Support also suggested to run memtester package, which I already installed, but because it will not be able to check all the memory (such as occupied by kernel, for example), a better solution for testing memory would be running some tool from USB stick, while 6100 would not be running at all. Is that possible and how would I accomplish this?
Are there any tools available, which would be able to diagnose 6100 hardware?
-
Reviewing the ticket....
-
Hmm, OK. Did this just spontaneously start?
-
Yes, as far as I can tell.
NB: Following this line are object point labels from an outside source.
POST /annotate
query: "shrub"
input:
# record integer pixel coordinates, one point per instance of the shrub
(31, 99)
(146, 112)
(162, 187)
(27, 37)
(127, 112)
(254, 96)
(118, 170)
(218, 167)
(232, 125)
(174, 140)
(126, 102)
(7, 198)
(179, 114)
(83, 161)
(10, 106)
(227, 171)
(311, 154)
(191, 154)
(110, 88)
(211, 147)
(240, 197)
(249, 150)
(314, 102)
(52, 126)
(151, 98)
I had a session open to 6100, but the PC was at sleep at the time and we were watching AppleTV.
There's a strange hole in the system.log, seems like there are no entries for Dec 16:
Dec 15 22:52:38 pfSense6100 php_pfb[12425]: [pfBlockerNG] filterlog daemon stopped Dec 15 22:52:38 pfSense6100 SuricataStartup[15367]: Suricata STOP for LAN3(8125_igc2)... Dec 15 22:52:39 pfSense6100 SuricataStartup[17040]: Suricata STOP for LAN1(12401_igc0)... Dec 17 21:18:59 pfSense6100 syslogd: kernel boot file is /boot/kernel/kernel Dec 17 21:18:59 pfSense6100 kernel: ---<<BOOT>>--- Dec 17 21:18:59 pfSense6100 kernel: Copyright (c) 1992-2023 The FreeBSD Project. Dec 17 21:18:59 pfSense6100 kernel: Copyright (c) 1979, 1980, 1983, 1986, 1988, 1989, 1991, 1992, 1993, 1994 D
-
It may have lost those logs when it crashed. Especially if you have ram disks enabled.
-
Yes, of course... ram disks are indeed enabled.